The court held that an employer must pay the 2% employer contribution to KiwiSaver in addition to the wages of those on the minimum wage, or the employer and employee may agree to set the employee’s gross wages at the minimum wage plus 2%. “The employer’s compulsory contributions must be paid in addition to the plaintiffs’ gross salary or wages which are set at the minimum rate,” Judge Inglis wrote on behalf of the court.

In the course of her judgment, Judge Inglis argued that allowing employers to deduct their compulsory contribution from an employee’s minimum wage would undermine two key purposes of the KiwiSaver scheme. Workers would be discouraged from joining, knowing that their wages would be reduced, and the scheme would be unaffordable for workers on the minimum wage.

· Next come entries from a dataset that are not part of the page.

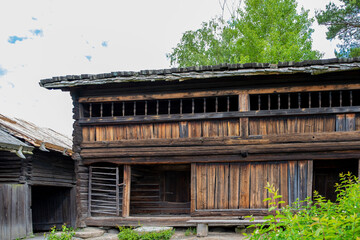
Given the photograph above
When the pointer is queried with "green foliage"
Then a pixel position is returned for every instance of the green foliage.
(262, 31)
(318, 219)
(343, 22)
(65, 233)
(129, 234)
(190, 231)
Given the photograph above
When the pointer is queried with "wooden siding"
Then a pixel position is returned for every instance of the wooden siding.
(15, 213)
(241, 185)
(183, 129)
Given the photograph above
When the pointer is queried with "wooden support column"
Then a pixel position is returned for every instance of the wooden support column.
(244, 107)
(126, 191)
(193, 188)
(310, 178)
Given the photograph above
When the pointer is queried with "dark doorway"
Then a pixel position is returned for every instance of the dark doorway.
(51, 206)
(160, 189)
(326, 174)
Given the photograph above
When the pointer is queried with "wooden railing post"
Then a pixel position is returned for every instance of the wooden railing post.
(126, 191)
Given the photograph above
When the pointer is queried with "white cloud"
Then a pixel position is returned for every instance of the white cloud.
(138, 35)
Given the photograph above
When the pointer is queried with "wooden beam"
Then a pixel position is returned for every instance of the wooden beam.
(126, 191)
(229, 158)
(193, 188)
(215, 115)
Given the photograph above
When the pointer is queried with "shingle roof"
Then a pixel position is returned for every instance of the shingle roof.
(35, 135)
(203, 72)
(8, 142)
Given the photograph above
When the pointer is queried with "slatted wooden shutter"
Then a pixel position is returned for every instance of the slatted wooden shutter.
(105, 191)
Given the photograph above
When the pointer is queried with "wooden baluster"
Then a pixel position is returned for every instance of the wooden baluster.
(112, 109)
(204, 105)
(228, 103)
(180, 106)
(289, 101)
(145, 108)
(169, 107)
(192, 106)
(279, 102)
(340, 98)
(90, 110)
(157, 107)
(216, 104)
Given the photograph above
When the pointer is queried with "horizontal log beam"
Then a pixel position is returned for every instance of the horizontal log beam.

Instead, Judge Inglis argued that section 101B of the KSA, which allows parties to an employment agreement to incorporate the employer’s identified contribution into the employee’s agreed rate of remuneration, does not purport to deal with an employer contribution for an employee on the minimum wage.

Radich remarked that the case could be an important one. “Assuming that most of those 200,000 people (on the minimum wage in New Zealand) will have joined KiwiSaver, or at least a large proportion of them, this case could be very significant,” she said. It seems unlikely that the employer in this case is the only one to have adopted the ‘total remuneration approach’ with an employee on the minimum wage act.

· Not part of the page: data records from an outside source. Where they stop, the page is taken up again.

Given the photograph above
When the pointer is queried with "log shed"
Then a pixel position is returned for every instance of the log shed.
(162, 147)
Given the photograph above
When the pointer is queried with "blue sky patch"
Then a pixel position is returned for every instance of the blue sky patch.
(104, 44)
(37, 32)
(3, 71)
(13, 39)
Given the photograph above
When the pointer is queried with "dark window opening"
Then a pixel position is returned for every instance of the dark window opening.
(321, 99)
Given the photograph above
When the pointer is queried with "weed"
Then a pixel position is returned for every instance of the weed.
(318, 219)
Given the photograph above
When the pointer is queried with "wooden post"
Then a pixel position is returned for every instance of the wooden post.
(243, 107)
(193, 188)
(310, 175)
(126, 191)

Radich agreed with the court’s decision. “As the Court outlined in several parts of its decision, the purpose of the Minimum Wage Act is to prevent the exploitation of vulnerable workers and provide a ‘safety net’ for people with diminished bargaining power – so that they receive a living wage, to meet the basic day-to-day living expenses of the employee and their family,” she said.

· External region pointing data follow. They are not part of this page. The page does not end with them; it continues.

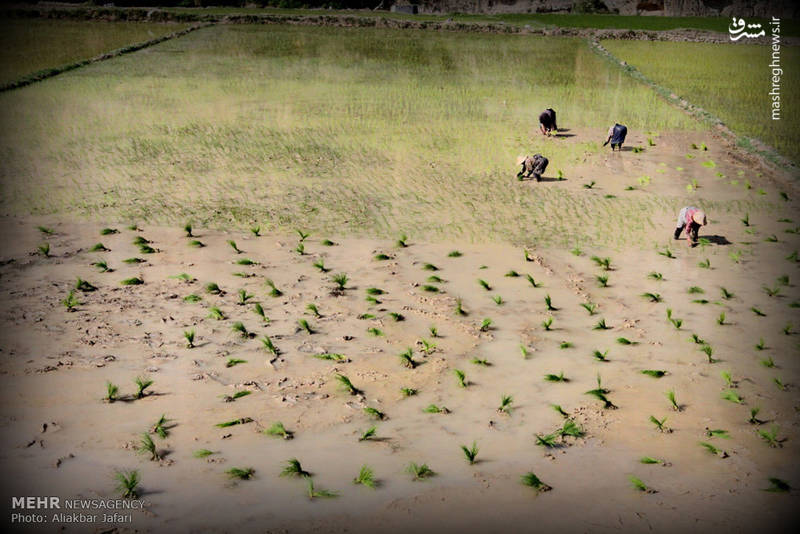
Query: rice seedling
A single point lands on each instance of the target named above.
(374, 413)
(70, 302)
(366, 477)
(142, 383)
(778, 486)
(148, 446)
(601, 325)
(345, 384)
(127, 483)
(419, 471)
(189, 335)
(660, 424)
(368, 434)
(673, 402)
(532, 481)
(547, 441)
(532, 281)
(112, 390)
(470, 453)
(732, 396)
(432, 408)
(274, 291)
(639, 485)
(556, 378)
(460, 378)
(240, 329)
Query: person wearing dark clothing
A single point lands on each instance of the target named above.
(535, 166)
(616, 135)
(547, 121)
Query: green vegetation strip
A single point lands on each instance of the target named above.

However, she also noted that the potentially significant financial implications of this case for employers could well mean that it went to appeal.

Key takeaways:
 

  • Section 101B of the KSA allows parties to an employment agreement to incorporate the employer’s contribution into an agreed rate of remuneration as a component of the employee’s regular pay.
     
  • In such a case, the employer’s compulsory contribution must be clearly identified.
     
  • However, this section of the KSA is to be read subject to section 6 of the MWA.  “That means that, for an employee on the minimum wage, an employer is obliged to pay the 2% contribution in addition to the minimum wage or (if the parties agree) the gross wage must amount to the minimum wage plus 2%.”